La valeur naturelle des protagonistes de ce jeu de dupes n’est
pas en question, c’est le drame et l’intérêt de cette situation à la
fois. Tout peut nous enseigner.
Celui qui cherche à être aimé
en le criant haut et fort pressent qu’il sera rejeté dans sa demande.
Mais comme la demande est irréductible, il cherche des stratégies pour
la « faire passer », plus subtilement ou de manière plus machiavélique.
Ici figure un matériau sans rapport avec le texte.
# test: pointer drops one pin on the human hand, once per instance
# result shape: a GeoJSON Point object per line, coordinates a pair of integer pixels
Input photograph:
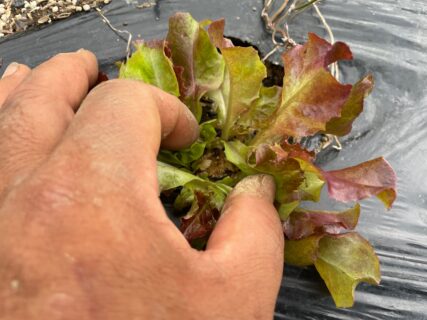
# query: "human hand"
{"type": "Point", "coordinates": [83, 234]}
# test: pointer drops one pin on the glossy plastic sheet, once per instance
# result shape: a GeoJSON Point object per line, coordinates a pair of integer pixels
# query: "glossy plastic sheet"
{"type": "Point", "coordinates": [388, 39]}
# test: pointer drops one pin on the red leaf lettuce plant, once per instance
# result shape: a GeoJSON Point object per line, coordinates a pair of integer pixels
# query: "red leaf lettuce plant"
{"type": "Point", "coordinates": [247, 128]}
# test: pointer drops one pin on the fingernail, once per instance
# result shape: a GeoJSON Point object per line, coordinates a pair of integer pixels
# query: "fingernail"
{"type": "Point", "coordinates": [11, 69]}
{"type": "Point", "coordinates": [260, 185]}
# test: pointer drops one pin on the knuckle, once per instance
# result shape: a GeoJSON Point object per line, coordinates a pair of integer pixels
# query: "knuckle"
{"type": "Point", "coordinates": [45, 194]}
{"type": "Point", "coordinates": [123, 87]}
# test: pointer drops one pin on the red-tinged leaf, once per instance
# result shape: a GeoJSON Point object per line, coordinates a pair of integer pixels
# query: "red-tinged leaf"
{"type": "Point", "coordinates": [311, 96]}
{"type": "Point", "coordinates": [102, 76]}
{"type": "Point", "coordinates": [192, 50]}
{"type": "Point", "coordinates": [343, 262]}
{"type": "Point", "coordinates": [303, 223]}
{"type": "Point", "coordinates": [372, 178]}
{"type": "Point", "coordinates": [352, 108]}
{"type": "Point", "coordinates": [302, 252]}
{"type": "Point", "coordinates": [281, 152]}
{"type": "Point", "coordinates": [216, 34]}
{"type": "Point", "coordinates": [202, 220]}
{"type": "Point", "coordinates": [244, 73]}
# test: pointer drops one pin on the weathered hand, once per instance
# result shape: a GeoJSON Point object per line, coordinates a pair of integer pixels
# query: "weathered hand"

Certains ont des atouts, ils ont développé une
connaissance, un art du verbe, un sens de l’humour, une sorte de
« détachement verbal » et ces éléments, dans l’univers irréel
d’Internet, sont largement suffisants pour créer un personnage
parallèle, une « seconde vie » qui devrait permettre de compenser les
manques de l’autre vie, la première, dont la place finit par se réduire
dans le temps.
Si
les forums d’amateurs de voitures de course (ou même de pornographie)
sont transparents quant à l’attente et les besoins de compensation de
leurs participants, certains de ceux qui traitent de « spiritualité » ou
de « développement personnel » se travestissent en permanence. On y joue
d’une subtilité dans la forme qui voudrait cacher le cri primal qui
sous-tend la plupart des propos. Chez certains d’entre eux, il y a une
conscience de cela en arrière-plan, mais cette perception intime est
rarement éclairée, et le jeu se perpétue à défaut de trouver une autre
voie d’expression. Quand la tension devient trop grande, quand la blessure
se révèle intraitable malgré les efforts déployés pour la soigner au
sein de cette mascarade, il peut y avoir une sorte d’effondrement en
soi, douloureux dans un premier temps, déchirant mais salutaire.
Car Internet ne fournit pas de « relations » au sens où
on l’entend habituellement. Tous ces êtres virtuels, ces pseudonymes
sans âme, ne rapprochent de rien ni de personne, et ce qui ressemble à
une tragédie à première vue peut devenir une renaissance après coup.
Chacun est en fait confronté à lui-même. Il n’y a jamais eu et il n’y
aura jamais « un autre », pas plus dans le virtuel que dans le réel, qui
pourrait apporter la compensation tant attendue à cette blessure
première qui crie sa séparation, en déguisant sa plainte pour la faire
accepter.
L’internaute est plus seul que jamais. Il croit parler à « des gens », à
« une famille », à « un forum », mais il se parle à lui-même, affichant
sur son écran la parade de l’ego. Mais ce qu’il lit de lui ne
peut pas être lui, il le ressent intimement. Et ce qu’on lui répond est
tout aussi décalé.
Jamais autant que dans cet univers de "la toile", le
personnage social ne s’est pris dans ses propres filets. L’ouverture sur
le monde (des millions de candidats potentiels pour se faire aimer !)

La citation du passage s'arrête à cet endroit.